Both Asha Tea House locations sell several kinds of loose leaf and specialty beverages, so each location appeals to a wide range of tea drinkers. The menus have an impressive array of fruit teas, Hong Kong milk teas, matcha drinks and tisanes, as well as traditional black, green and oolong teas. They also offer child-friendly drinks such as flavored milk and fruit-ade made from seasonal fruit. There is something for everyone. Pure teas cost $2.50, specialty drinks range from $4 to $5. Tea service ranges from $7 to $10.
Asha also sells teaware, including ceramic cups, tumblers and matcha bowls for enjoying tea in different formats and settings. Additionally, customers can buy brewers, steepers, infusers, pitchers, teapots and tools so people can become their own tea brewing experts at home.

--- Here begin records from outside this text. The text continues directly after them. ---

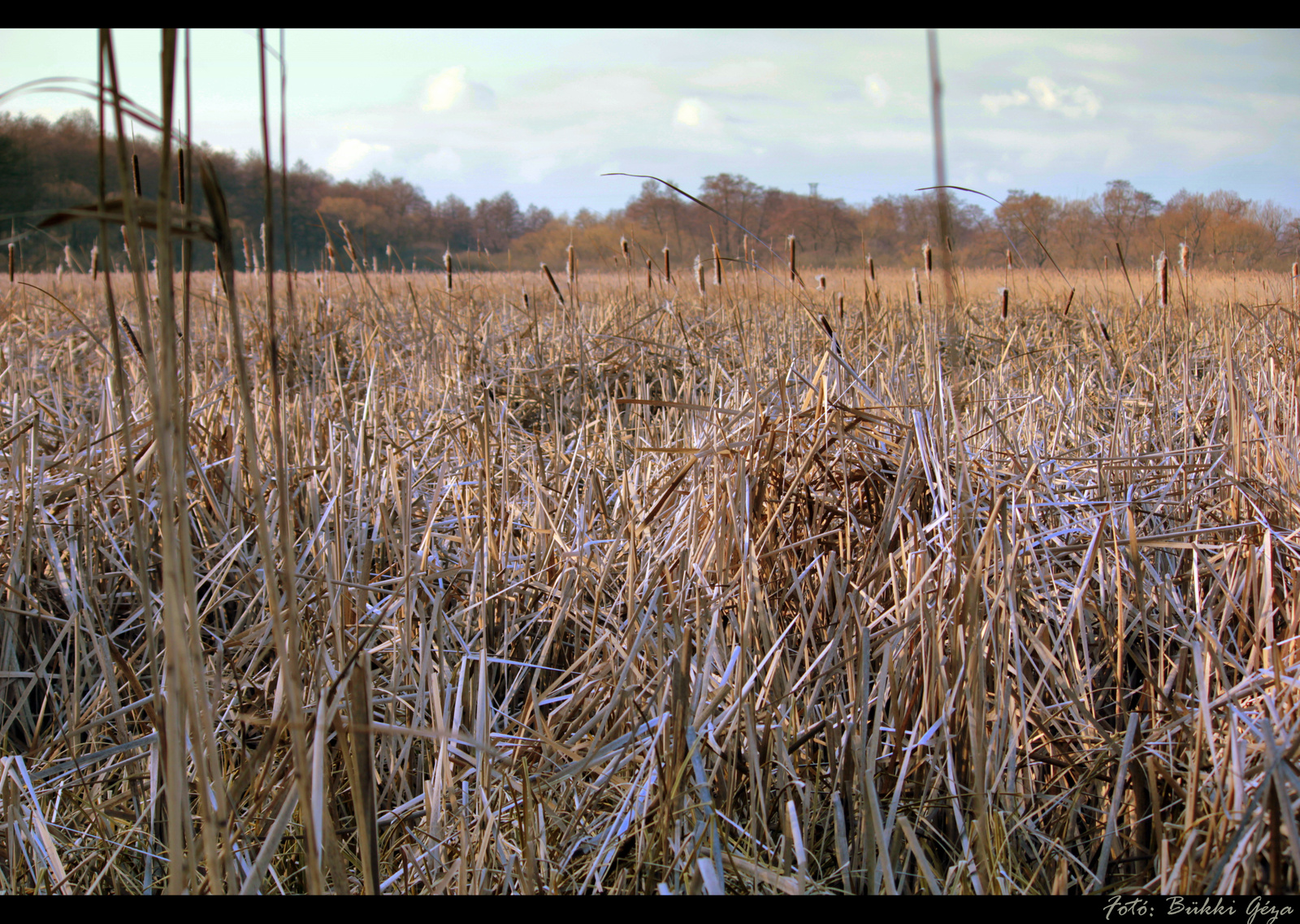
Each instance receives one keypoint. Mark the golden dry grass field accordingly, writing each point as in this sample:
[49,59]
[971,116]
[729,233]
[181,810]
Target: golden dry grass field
[654,590]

The Laus source their teas from China, Japan, India and Taiwan. They make trips once or twice per year to visit growers and see how the teas are grown. The Laus buy either certified organic tea, or they buy tea from small growers. David believes it is important to know where the tea comes from and to source from growers who are passionate about tea and understand the importance of providing a safe product to customers. He said such growers are connected to their land as oftentimes it has been passed down through several generations.
David explained how location and conditions can affect the taste of a tea. For example, the Laus purchase an oolong tea from a second-generation farmer located in the Shan Lin Xi region of central Taiwan. The biodiverse tea garden is at a foggy, high elevation (4,593 feet) and has trees. “The lack of sunlight causes the tea plants to grow more slowly, resulting in a deeper, more complex flavor,” said David.
“We have a very simple mission,” said David, “A lot of our customers are new to tea and we’re trying to introduce them to different kinds of tea: green, black, oolong. At Asha, it’s all about allowing them to experience tea in what we believe to be the ideal teahouse environment. It is casual and communal and everybody is welcome.” The Laus are available to answer any questions about the teas that customers may have. They made the setting at Asha welcoming, laid-back and fun for everyone — from college-aged people through retirees. “We’ve tried to make it as lighthearted as possible. Tea is a little intimidating. There are so many different kinds of tea. It’s amazing how one kind of plant can produce so many different kinds of tea,” said David.
The décor at both Asha locations is a combination of modernity and warmth, with clean lines and wood accents. The tea houses simultaneously exude sophistication and earthiness.
“It has been six years now, I don’t really remember what it was like to be in my previous career,” said David. “It has been a lot of work, but it has been enjoyable. We want to open more tea houses and spread the appreciation for tea.”